A chrysalis is a dark, quiet, immobile place.  It is intended to be a safe haven for growth and change, but it also restricts and confines.  It requires that the one entering into it to abandon their former self, and to commit to being alone with ones self without deviating from the process and without trying to break free before completion.  It requires giving up control.  It forces calm and self-reflection.  It removes the view of the outside world and all of it’s attractions.  It is also an opportunity for rest.  Struggling and interrupting the process leads to destruction.  We are all given these choices… Change and let the former self go, or fight with your true nature to evolve and die there.  I speak of adaptation often, for this reason.  The same as my physical illnesses, I may have my demons to face from time to time, but face them I do.  Fear is embedded in human nature.  That does not mean we have to let it make our decisions for us.  In an ironic twist of universal oddities, choosing to give up our illusion of control is the one sure way to regain the stability that we crave (what we believe to be “control”).  If you want to fly, you will have to grow your wings first… and then you will have to leave the safe cocoon and leap.  It may be uncomfortable.  It may even be frightening.  It is also, I assure you… both natural and amazing.

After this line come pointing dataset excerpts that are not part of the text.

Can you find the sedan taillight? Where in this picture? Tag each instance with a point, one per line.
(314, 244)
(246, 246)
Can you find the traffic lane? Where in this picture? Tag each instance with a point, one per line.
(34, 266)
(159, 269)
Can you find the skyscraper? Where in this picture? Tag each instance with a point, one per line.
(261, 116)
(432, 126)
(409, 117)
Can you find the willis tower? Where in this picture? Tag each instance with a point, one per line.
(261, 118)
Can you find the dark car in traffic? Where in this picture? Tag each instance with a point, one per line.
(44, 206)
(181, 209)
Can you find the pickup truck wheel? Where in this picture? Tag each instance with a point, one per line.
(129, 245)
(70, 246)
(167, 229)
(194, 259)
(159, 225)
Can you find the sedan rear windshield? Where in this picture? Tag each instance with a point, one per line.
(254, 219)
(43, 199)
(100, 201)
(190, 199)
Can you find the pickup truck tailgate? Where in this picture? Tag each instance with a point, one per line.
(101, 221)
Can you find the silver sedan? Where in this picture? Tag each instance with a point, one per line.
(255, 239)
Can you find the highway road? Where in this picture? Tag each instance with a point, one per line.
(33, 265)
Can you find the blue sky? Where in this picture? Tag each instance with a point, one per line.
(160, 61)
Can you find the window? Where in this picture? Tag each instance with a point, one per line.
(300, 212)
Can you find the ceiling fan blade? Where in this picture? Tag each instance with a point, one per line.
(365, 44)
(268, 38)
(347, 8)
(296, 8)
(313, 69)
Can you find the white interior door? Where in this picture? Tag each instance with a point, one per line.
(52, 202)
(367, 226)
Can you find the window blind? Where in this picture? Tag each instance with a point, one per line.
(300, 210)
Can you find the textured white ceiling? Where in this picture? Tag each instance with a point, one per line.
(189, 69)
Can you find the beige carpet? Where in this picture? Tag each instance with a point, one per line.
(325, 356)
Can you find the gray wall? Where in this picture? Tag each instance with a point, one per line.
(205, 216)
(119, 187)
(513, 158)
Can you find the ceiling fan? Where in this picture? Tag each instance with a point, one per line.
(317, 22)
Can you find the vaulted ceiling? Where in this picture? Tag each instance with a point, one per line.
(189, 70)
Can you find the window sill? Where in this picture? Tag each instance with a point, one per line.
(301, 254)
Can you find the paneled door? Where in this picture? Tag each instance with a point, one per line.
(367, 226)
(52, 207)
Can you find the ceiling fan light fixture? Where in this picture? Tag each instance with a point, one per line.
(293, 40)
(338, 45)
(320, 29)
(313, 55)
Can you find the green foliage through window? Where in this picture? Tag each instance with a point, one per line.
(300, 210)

I have good friends.  I have a good life.  I go through ups, downs, stresses, disasters, changes, and opportunities the same as anyone else, and there is nothing out of the ordinary about that.  For whatever “moments” I had in the past where I felt complete despair, lack of hope, and saw my troubles as insurmountable, I now have a world of possibilities in it’s place.  They were always there.  My life experience has simply brought me to an awareness of them.  In a perfect world, everyone would come through their dark times unscathed and in tact.  The reality is that some of us end up with fairly profound scars, others carry wounds that just won’t seem to heal, and still others slide into the abyss without ever screaming for help.  It pains us to see that happen, but if you have ever been to that edge then you know there is no justifiable way to judge them for it.  It is said that everybody has a price.  I would offer that everyone has a breaking point.  EVERYONE.  For each individual, in each passing moment, that differs.  In trying to make sense of a tragic loss – one that seems unnecessary – we look for justifications and contributing factors.  They are there.  They just won’t make it sensible.  Stop trying.

I can offer reasons for hope.  I can demonstrate paths to success.  I can share examples of inspiration.

In the end, you must choose on your own to crawl into your chrysalis and transform.  You will choose what you leave behind.  You will be the one to release your grip on the illusions of control and let yourself grow.  I’ll be your cheering section.  I’ll be your shoulder to cry on if need be.  I’ll even be the drill sgt. telling you to keep going when I know you can.  But that dark place is yours alone to face.  Just know you are capable.  Every single day is a clean slate.  The light always returns.